Kazandığımı öğrendiğim gün hatırlarsın çıkıp gittik, daha atanmama vardı, ama o sevinçle görmek istedim ilk kez. Heyecanla aradık durduk, sorduk ‘Beyoğlu Göz Hastanesi nerede?’ diye. Genelde insanlar buraya ‘Kuledibi Göz Hastanesi’ dediği için sorduğumuz insanlar bilmediklerini söylemişlerdi. En sonunda bir tarif alıp, Galata’ nın o dar ve keyifli sokaklarında hastaneyi bulmuştuk. Hatırlıyor musun hayal kırıklığımı? Gerçekten ilk karşılaştığım binanın hastanenin sonradan yapılma çirkin ek binası olması talihsizlikti. Halbuki ilk görüşte aşk yaşamam ikinci ziyaretimde olacakmış. Bu sefer tramvayla Karaköy’e gelmiştik. Kamondo merdivenlerinden ilk kez çıkarken ne kadar hoşumuza gitmişti hatırlıyor musun? 1850'li yıllarda yapılan geç barok çağrışımlı merdivenler bölgenin en önemli banker ailelerinden biri olan Portekiz (veya İspanyol) kökenli Musevi Kamondo ailesinden Abraham Salomon Kamondo adına yaptırılmış. O zamanlar Banker Sokağı da Rue Camondo (Kamondo Sokağı) olarak bilinmekteymiş.

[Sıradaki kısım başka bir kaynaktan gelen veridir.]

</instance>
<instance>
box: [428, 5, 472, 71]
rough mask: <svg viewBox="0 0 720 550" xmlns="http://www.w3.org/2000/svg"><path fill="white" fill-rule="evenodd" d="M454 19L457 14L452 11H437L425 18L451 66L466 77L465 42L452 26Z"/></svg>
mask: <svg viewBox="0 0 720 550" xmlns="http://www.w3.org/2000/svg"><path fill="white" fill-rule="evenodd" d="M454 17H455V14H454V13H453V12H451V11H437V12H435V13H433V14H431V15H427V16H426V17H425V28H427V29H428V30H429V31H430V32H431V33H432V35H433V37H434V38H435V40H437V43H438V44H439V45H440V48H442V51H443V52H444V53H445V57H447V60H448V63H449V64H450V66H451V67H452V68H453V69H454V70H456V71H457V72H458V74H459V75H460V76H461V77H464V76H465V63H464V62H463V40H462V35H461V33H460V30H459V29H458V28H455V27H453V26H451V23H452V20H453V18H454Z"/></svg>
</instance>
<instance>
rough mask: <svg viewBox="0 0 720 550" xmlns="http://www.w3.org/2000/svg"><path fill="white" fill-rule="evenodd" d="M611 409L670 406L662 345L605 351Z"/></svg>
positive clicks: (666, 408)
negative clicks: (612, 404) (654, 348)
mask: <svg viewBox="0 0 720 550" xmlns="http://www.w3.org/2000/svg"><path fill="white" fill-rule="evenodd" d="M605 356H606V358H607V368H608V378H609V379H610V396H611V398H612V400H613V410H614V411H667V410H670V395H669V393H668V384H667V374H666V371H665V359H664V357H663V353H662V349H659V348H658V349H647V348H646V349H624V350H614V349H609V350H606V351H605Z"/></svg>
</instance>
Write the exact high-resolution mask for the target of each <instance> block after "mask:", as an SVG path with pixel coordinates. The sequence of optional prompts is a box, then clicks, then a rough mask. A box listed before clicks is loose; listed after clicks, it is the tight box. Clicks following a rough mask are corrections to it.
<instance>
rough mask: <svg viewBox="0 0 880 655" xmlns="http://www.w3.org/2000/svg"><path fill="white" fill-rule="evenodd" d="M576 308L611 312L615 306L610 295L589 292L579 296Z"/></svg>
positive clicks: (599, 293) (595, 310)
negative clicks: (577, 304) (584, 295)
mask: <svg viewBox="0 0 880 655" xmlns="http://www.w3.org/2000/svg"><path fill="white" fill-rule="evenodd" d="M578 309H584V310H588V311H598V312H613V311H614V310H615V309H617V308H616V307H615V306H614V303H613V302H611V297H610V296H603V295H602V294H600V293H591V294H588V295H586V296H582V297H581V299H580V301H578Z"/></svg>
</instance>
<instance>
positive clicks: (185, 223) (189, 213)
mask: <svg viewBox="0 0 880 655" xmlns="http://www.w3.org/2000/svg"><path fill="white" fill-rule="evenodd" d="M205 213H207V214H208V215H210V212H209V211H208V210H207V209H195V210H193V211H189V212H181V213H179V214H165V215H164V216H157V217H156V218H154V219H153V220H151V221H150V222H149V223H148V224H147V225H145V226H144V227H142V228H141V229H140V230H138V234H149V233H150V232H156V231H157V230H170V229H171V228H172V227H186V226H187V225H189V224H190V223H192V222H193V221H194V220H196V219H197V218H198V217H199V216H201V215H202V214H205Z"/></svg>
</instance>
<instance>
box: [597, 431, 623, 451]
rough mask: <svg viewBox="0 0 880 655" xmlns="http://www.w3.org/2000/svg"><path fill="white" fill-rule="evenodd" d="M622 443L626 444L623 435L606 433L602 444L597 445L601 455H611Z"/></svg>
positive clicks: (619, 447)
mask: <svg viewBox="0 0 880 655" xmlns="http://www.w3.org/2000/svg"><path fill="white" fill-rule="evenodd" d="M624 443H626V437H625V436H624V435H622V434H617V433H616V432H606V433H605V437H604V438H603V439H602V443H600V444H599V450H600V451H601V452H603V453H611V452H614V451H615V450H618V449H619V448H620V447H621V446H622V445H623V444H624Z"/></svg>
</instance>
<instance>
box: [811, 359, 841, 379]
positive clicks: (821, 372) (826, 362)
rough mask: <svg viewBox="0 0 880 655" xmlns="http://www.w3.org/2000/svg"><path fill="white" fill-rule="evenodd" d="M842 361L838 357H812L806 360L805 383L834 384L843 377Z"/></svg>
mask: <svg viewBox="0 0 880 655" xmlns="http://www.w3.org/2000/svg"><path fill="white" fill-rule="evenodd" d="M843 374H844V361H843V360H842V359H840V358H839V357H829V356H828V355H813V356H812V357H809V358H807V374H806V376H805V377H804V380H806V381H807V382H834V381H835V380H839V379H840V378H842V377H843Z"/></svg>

Sonra yokuştan çıkarken ve tam kaybolduğumuzu sanarken sol tarafta gördüm o güzel binayı. Önce binayı gördüm ve ne kadar güzel olduğunu düşündüm, daha sonra kapısında Beyoğlu Göz Hastanesi yazdığını gördüm. İşte o an o kadar mutlu oldum ki, böyle binalara hep hayran olur ve içinde yaşamak nasıl bir duygu diye merak ederdim, ve işte benim önümdeki dört seneyi geçireceğim hastanem burasıydı.
İstanbul’un Galata Kulesi ile görüntülenen siluetinde Beyoğlu Göz’ün ince kulesi de hep Galata Kulesi’ne eşlik eder ve ben izlemeye bayılırım. Kulesinden manzara neredeyse Galata Kulesi’nden görüldüğü kadar güzeldir. Seni bir kere bile çıkaramadım gerçi. Ama ikinci katındaki ön bahçesine bakan balkonuna çıkarmıştım bir kere.
Neredeyse dört sene olacak yakında… Bir yandan mutluyum, bir yandan da bugünleri özleyecekmişim gibi geliyor. Bazı tatsız şeylere rağmen bu binayı hep özleyecekmişim gibi hissediyorum, ne dersin?